Boston Dynamics is the company behind notable feats in the field of robotics like Atlas, a six-foot tall, 330-pound two-legged robot who can perform several tasks and the four-legged robot BigDog.
Google has acquired several robotic companies before they took interest in Boston Dynamics. Analysts say that the move may be due to the company's eagerness into using robotics to improve its current products and services offering. Another reason is that Google is keen on developing humanoid robots for commercial release.
With the acquisition, Boston Dynamics is expected to get new hires.
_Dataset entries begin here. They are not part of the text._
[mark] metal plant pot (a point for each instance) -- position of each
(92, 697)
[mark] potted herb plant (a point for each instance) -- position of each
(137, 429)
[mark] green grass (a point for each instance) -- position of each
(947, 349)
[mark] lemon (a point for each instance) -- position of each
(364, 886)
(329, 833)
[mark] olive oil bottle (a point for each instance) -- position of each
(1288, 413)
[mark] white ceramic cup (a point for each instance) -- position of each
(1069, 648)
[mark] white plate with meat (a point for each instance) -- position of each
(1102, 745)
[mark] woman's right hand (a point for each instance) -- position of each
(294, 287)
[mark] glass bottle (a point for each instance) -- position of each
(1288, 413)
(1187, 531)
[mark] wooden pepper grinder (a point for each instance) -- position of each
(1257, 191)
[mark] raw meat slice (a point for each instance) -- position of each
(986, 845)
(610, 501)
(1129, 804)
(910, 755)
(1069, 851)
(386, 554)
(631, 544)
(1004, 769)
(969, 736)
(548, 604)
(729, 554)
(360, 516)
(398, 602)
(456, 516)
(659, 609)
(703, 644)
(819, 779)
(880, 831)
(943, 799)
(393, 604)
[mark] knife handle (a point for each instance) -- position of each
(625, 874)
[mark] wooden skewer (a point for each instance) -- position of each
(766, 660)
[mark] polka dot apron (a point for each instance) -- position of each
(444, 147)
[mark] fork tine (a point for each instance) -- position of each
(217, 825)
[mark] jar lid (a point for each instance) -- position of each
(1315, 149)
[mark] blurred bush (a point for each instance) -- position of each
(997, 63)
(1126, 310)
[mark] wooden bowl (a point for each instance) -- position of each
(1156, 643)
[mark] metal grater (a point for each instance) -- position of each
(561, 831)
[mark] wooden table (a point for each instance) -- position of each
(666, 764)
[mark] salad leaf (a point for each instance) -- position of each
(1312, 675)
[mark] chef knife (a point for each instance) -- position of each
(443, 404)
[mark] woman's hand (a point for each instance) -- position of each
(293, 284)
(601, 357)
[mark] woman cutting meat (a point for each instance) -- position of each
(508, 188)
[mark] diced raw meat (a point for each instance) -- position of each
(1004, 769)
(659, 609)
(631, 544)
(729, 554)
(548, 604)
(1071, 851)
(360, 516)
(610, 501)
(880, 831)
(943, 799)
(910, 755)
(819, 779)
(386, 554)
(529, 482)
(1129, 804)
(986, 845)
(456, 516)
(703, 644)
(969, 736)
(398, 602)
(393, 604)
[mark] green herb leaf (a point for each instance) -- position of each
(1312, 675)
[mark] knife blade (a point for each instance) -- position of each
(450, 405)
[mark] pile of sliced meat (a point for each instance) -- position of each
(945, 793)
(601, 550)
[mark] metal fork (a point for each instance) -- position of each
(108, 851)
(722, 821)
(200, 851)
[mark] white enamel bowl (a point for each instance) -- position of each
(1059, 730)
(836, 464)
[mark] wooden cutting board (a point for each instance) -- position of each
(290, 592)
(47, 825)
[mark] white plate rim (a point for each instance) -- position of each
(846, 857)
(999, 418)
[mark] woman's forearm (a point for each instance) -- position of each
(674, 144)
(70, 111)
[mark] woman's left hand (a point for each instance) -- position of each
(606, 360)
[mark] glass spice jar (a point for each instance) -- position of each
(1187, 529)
"My understanding is they're very interested in the humanoid robots and what they could be made to do, and finding a commercial use and business purpose for them," said Boston Dynamics project Manager Joe Bondaryk said in an interview. "DARPA is all blue sky thinking, but Google is even more blue sky and it has deeper pockets."
The DARPA challenge has three contenders: Worcester Polytechnic Institute (WPI), NASA's Jet Propulsion Laboratory, and Virginia Tech-- all vying to make the best software possible which enables robot to function like a human being. The robots being developed by these institutions are believed to be able to perform tasks just as precisely as humans do: climb a ladder, use tools, and even drive a car. The teams competing for DARPA has built their own software and paired them to Atlas robots while some worked on both hardware and software.
Bondaryk also noted that Boston Dynamics is creating a new battery pack to be used in the three-part Robotics Challenge final test. The challenge in this endeavour lies in the battery which has to be powerful enough to fuel the robot but light so that the robot could carry it around while it performs tasks.